Titulo: All I Wanna Do (Capítulo 2)
Rated: NC - 16 (M)
Categoría: Romance/Drama
Palabras: 1,470
Notas: Buenas noches (días o tardes) tengan todos ustedes, les dejo el siguiente capítulo de esta historia. De ante mano les agradezco todos y cada uno de sus comentarios, que fueron los que me hicieron retomar esta historia que comenzó solo como un one shot.
Tal vez este capítulo no tenga mucha historia o acción, pero es necesario para que conozcan la perspectiva de los personajes y como los vamos a ir enlazando en el siguiente capítulo. Cabe mencionar que mis personajes principales no son como los describen todos, Sebastian es diferente al que todos conocen y ni se diga de Kurt.
Espero les guste y me dejen su comentario (y/o cualquier cosa que les gustaría que apareciera en el siguiente capítulo)
¡Ahora si, a leer!
CAPÍTULO 2: PERSPECTIVAS.
Pasaban de las nueve de la mañana cuando por fin llegue a mi departamento, entre la ropa húmeda que aun traía y el dolor de cabeza que comenzaba a sentir no tenía ganas de nada más que descansar.
– Buen día amor, ¿buen polvo el de anoche? – exclamo Santana, mi mejor amiga y compañera de departamento. Su tono sarcástico se notaba a kilómetros de distancia, era lo menos que necesitaba esa mañana.

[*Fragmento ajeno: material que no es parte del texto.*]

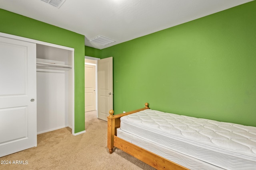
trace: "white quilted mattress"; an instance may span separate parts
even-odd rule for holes
[[[224,169],[256,169],[256,127],[149,109],[122,117],[120,129]]]

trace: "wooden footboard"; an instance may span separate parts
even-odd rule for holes
[[[109,116],[108,117],[108,148],[110,153],[113,152],[114,148],[114,137],[116,136],[116,129],[120,127],[120,118],[122,116],[138,112],[142,110],[148,109],[148,104],[145,104],[145,107],[133,111],[127,112],[124,113],[114,115],[114,110],[109,111]]]
[[[148,104],[146,103],[144,108],[124,113],[114,115],[114,111],[110,111],[110,115],[108,117],[108,148],[109,152],[113,152],[115,147],[158,170],[188,170],[116,136],[116,129],[120,127],[121,117],[148,109]]]

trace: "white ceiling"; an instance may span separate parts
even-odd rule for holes
[[[59,8],[41,0],[0,0],[0,8],[84,35],[105,48],[252,0],[66,0]],[[116,42],[88,40],[101,35]]]

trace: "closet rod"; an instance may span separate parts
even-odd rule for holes
[[[45,67],[58,67],[58,68],[71,68],[72,67],[71,66],[50,66],[42,64],[36,64],[36,66],[44,66]]]

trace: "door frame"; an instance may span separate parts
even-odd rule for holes
[[[9,38],[10,39],[17,39],[18,40],[22,41],[24,41],[28,42],[30,43],[34,43],[35,44],[41,44],[42,45],[46,45],[50,47],[54,47],[62,49],[64,49],[68,50],[69,50],[72,51],[72,113],[71,113],[71,117],[72,119],[71,121],[69,121],[69,122],[71,122],[72,125],[68,125],[68,126],[70,127],[72,129],[72,134],[74,135],[77,135],[79,134],[80,134],[81,132],[79,132],[78,133],[74,133],[74,128],[75,128],[75,110],[74,110],[74,96],[75,96],[75,91],[74,91],[74,49],[72,48],[69,47],[68,47],[63,46],[62,45],[58,45],[54,44],[52,44],[49,43],[46,43],[44,41],[41,41],[38,40],[36,40],[35,39],[30,39],[28,38],[25,38],[22,37],[20,37],[17,35],[14,35],[11,34],[7,34],[6,33],[3,33],[0,32],[0,36],[5,37],[6,38]],[[79,133],[79,134],[78,134]]]
[[[96,61],[96,64],[92,64],[90,63],[86,63],[84,62],[84,64],[88,64],[88,65],[92,65],[96,66],[95,67],[95,74],[96,74],[96,81],[95,82],[95,84],[96,84],[96,93],[95,94],[96,95],[96,114],[97,115],[97,118],[98,118],[98,61],[100,60],[100,59],[98,58],[95,58],[95,57],[91,57],[84,56],[84,59],[88,59],[91,60],[94,60]]]

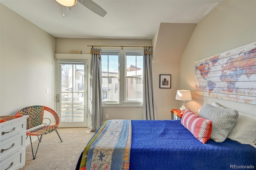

Santana era su mejor amiga de la universidad, ambos habían coincidido en varias clases en NYU en el área de leyes. Ambos eran abogados respetados y siempre trabajaban juntos. En cierto punto eran como hermanos, ambos con el mismo ingenio, carácter explosivo y gusto por el poder que solo dejaba el ganar un gran juicio.
– Buenos días Santana – respondí tratando de sonar lo menos frustrado posible, –
– ¿Entonces? – cuestiono ella mientras yo me acercaba a la sala para descansar un momento en el sofá.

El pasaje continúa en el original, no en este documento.